As the referendum to establish an ambulance district in Rotterdam nears, some are questioning whether the town is putting certain voters at a disadvantage.
Rotterdam officials have decided against offering absentee ballots for the vote on June 29 and will only set up one polling location at Town Hall. The town attorneys advised against offering the mail-in ballots because they would require a registration process for the vote, which is only open to property owners.
“I don’t think it’ll be a problem,” said Supervisor Frank Del Gallo. “But we’ll have to wait and see.”
But the lack of absentee ballots has already rankled some residents. Frank Salamone, a Republican running for the Town Board next fall, said voters should be allowed to vote via absentee ballot because they were initially promised that right when the election was set in April.
“One of the fundamentals of our government is the idea that people get to vote,” he said. “This decision will deprive many Rotterdam residents of that right.”
The upcoming vote also caught the attention of state Assemblyman George Amedore, R-Rotterdam, who is co-sponsoring legislation that would require municipalities to offer absentee ballots during referendum votes.
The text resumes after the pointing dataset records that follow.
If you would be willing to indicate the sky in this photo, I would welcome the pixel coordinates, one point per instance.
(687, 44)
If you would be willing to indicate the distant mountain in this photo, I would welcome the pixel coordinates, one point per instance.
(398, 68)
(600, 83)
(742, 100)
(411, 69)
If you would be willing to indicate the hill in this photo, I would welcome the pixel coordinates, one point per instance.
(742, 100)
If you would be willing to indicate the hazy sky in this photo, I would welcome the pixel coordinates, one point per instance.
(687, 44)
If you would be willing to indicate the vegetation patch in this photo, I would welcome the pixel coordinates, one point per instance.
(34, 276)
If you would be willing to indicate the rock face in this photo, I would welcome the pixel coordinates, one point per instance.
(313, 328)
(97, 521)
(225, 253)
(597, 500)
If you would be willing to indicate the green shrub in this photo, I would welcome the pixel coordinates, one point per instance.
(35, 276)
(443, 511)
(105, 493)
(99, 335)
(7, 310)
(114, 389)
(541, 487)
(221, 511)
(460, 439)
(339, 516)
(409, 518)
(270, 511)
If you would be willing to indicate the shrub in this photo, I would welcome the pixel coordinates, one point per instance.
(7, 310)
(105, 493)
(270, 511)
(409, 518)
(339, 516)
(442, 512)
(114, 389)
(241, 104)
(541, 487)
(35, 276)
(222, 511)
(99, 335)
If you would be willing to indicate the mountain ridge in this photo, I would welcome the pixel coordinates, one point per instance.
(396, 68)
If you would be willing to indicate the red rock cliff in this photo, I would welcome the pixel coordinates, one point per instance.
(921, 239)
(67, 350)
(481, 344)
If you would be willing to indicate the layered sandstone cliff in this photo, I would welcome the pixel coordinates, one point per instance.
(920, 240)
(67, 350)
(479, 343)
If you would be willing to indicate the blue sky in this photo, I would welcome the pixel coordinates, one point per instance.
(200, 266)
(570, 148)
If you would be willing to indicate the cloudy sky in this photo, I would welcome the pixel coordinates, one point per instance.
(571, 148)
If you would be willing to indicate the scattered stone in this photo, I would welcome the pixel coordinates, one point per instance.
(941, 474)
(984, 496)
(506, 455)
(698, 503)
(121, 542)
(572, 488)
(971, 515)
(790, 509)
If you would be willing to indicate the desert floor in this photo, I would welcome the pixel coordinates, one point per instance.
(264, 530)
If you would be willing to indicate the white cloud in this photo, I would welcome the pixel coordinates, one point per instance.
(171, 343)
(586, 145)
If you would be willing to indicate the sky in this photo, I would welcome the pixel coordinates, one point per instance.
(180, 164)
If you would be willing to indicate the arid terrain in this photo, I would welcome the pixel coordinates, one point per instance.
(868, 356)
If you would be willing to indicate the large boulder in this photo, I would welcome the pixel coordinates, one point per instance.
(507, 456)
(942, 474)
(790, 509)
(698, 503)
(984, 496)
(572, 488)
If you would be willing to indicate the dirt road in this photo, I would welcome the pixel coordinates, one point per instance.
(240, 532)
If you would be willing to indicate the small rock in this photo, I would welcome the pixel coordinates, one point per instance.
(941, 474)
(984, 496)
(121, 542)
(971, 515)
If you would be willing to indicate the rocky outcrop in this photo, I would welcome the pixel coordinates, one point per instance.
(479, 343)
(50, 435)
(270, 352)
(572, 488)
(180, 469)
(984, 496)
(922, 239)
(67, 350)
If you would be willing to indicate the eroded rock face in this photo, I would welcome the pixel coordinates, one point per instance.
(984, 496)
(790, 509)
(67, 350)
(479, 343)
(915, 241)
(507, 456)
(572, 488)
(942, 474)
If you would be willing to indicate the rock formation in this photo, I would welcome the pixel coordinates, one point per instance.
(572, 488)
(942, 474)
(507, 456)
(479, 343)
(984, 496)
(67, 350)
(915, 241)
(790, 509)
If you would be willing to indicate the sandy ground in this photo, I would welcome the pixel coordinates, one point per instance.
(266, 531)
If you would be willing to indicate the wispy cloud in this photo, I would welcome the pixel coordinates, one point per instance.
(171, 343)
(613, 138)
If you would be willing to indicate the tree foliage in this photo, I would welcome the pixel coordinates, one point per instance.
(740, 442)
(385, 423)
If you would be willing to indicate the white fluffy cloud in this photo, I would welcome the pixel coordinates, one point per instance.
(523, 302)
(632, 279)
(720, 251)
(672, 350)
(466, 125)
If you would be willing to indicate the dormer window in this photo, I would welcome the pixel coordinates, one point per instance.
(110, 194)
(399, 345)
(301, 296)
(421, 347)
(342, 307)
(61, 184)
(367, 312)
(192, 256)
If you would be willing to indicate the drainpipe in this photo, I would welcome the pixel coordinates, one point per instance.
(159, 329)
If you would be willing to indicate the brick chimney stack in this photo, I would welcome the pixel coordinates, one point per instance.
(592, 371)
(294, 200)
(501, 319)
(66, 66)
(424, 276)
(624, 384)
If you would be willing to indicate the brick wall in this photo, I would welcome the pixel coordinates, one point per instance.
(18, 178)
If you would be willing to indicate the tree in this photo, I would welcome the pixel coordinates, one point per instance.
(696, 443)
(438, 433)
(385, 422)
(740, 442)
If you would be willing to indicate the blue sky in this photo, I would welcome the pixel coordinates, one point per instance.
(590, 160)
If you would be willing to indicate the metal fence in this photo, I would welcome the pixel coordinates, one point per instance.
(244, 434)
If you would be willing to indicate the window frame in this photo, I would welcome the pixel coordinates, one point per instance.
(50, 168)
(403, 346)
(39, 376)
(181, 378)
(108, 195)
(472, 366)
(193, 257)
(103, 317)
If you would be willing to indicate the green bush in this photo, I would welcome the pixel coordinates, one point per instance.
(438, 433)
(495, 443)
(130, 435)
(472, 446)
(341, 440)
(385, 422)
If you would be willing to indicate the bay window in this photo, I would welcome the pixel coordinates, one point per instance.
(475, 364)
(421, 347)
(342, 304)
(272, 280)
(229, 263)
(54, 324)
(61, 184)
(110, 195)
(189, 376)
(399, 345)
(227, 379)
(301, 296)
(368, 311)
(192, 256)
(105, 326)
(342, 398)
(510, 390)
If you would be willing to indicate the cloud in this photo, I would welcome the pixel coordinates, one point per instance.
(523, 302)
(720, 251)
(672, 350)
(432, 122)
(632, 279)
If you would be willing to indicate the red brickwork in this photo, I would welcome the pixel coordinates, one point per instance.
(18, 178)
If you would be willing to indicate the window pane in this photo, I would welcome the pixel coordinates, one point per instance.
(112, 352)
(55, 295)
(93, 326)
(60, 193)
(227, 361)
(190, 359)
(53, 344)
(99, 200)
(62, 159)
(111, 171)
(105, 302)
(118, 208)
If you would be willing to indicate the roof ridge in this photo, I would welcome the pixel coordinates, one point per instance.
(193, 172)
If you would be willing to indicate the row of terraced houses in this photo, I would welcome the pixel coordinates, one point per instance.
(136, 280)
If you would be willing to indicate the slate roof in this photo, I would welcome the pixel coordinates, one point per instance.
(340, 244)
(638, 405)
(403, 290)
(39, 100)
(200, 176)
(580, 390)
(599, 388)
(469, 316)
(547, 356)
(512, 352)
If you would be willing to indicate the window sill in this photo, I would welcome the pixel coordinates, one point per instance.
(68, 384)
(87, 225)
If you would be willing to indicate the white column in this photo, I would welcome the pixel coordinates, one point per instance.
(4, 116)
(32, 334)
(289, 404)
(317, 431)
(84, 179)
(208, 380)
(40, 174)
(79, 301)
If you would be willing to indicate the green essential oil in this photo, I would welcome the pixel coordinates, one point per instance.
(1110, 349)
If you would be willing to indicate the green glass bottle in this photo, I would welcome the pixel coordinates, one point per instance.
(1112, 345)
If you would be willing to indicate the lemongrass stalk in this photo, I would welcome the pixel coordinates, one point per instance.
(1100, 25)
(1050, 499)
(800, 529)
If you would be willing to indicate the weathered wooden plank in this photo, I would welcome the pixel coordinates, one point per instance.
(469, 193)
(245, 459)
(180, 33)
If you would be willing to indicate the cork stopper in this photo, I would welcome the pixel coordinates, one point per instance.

He said many constituents have contacted him about the lack of absentee ballots in the Rotterdam referendum.
“This legislation is vital because it would require absentee ballots for all elections statewide to be accounted for,” he said. “The situation we are seeing in the town of Rotterdam repeats itself across New York, and residents who vote by absentee certainly have the right to make their voices heard on these issues.”
The referendum would establish a special property tax of about 10 cents per $1,000 of assessed value to aid Rotterdam Emergency Medical Services Inc. The owner of a $165,000 home would pay $16.50 per year to support REMS, according to the map, plan and report accepted by the town in September.
The proposed ambulance district would not fund REMS’ payroll. This funding would come solely through insurance billing, according to the report.
But unlike other votes, the referendum isn’t under the purview of the county Board of Elections. The ambulance district vote will be solely administered by the town, save for the electronic polling machines provided by the county.
Town officials had initially considered having the vote on election day in November. But they were advised such a vote could pose a logistical nightmare and possible legal issues.
“As a practical matter and a legal matter, I do not think it’s an option,” Elections Commissioner Brian Quail said.
The timing of the vote is also being called into question. Salamone said it is unfair to have a vote just days before the Fourth of July weekend and at a time when many people are planning to go away on summer vacation.
“I don’t understand why the administration would refuse to execute this vote in the most convenient way possible to ensure that there is a high voter turnout,” he said.
Board member Niki DiLeva is urging her colleagues to postpone the vote so that residents have more time to study the issue at hand. DiLeva, who has been on a medical leave of absence for nearly two months, speculated that many residents aren’t even aware of the limitations the town has placed on the upcoming vote.
“Everything should be made clear and I just don’t think the information that’s out there is clear enough,” she said.